En abril me tocó sufrir las pérdidas de cerca y, aunque la primera fue la más dura, el resto también caló hondo. A pesar de todo, durante mucho tiempo no tuve la menor duda de que volvería a vivir el mundo de ayer, que nada cambiaría -veo la televisión y me parece que todavía hay gente que cree en eso-, que quede claro que ya no lo pienso.

Vivo en una especie de confinamiento voluntario, que solo rompe el café matinal al aire libre y los paseos por el pueblo las tardes que no hace demasiado frío, pero no he podido esquivar terminar el año con otro lamento.

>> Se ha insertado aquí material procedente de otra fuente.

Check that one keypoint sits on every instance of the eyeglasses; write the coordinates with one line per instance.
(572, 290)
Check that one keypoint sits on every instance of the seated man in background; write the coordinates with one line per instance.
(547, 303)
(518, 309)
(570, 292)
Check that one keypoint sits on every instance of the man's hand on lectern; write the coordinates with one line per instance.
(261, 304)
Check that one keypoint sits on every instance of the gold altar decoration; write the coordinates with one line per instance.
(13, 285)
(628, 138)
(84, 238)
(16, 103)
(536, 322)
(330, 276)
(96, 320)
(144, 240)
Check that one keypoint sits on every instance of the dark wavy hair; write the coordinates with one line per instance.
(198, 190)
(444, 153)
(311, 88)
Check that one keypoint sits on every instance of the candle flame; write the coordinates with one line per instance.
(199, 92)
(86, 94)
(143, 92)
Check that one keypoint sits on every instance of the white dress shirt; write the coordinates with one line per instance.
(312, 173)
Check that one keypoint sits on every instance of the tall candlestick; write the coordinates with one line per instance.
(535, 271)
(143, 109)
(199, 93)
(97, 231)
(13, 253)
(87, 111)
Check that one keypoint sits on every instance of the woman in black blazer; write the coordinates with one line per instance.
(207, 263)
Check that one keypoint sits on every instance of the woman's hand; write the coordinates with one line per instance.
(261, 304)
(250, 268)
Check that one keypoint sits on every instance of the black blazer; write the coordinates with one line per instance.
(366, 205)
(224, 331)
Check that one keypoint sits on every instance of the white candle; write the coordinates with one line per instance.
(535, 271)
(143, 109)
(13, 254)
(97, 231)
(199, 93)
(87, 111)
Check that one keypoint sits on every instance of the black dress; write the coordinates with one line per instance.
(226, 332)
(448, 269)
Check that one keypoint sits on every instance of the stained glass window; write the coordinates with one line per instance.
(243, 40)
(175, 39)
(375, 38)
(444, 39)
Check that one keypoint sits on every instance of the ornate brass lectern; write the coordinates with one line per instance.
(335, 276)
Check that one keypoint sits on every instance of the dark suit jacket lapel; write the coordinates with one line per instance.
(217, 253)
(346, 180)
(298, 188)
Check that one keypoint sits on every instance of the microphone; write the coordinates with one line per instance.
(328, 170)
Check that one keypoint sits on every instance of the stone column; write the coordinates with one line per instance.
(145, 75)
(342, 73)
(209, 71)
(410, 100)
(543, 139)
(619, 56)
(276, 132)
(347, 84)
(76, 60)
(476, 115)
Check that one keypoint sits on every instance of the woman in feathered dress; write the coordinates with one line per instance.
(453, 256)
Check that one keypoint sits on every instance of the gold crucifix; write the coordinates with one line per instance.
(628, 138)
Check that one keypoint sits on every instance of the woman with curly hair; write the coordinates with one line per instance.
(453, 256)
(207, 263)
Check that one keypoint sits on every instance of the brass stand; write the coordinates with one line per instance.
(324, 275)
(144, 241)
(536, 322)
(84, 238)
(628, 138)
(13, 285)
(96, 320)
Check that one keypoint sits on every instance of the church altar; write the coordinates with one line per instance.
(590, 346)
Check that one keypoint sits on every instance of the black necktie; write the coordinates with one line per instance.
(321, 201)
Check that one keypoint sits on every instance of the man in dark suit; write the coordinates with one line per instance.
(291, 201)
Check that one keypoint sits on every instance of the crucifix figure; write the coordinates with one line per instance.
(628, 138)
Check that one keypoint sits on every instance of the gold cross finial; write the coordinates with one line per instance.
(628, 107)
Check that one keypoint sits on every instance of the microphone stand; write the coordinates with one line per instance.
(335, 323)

Sin embargo, como creo que solo es libre quien se responsabiliza de su propia vida y la acomoda a lo que le sobreviene, intento olvidarme de hacer planes y seguir, cuidándome mucho de mirar al frente, que es donde hay que mirar para no caerse cuando se hacen equilibrios.

El caso es que para el nuevo año no siento que pueda pedir nada ¿quién sabe lo que podré necesitar en el mundo que me encontraré cuando esto pase?

Siento una mezcla de curiosidad y desconcierto. La pandemia, que tantas cosas nos ha quitado, nos ha dado también regalos inesperados, como el de la pérdida del ego, que ya no necesita que le recuerden que es un fantoche patético, nadie saldrá de esta sin ayuda, nadie podrá erigirse en salvador de la humanidad, salvo quizás esa ciencia que tenemos tan abandonada. El no somos nadie de nuestros abuelos ya no resumirá una exagerada batallita, sino una realidad incontestable.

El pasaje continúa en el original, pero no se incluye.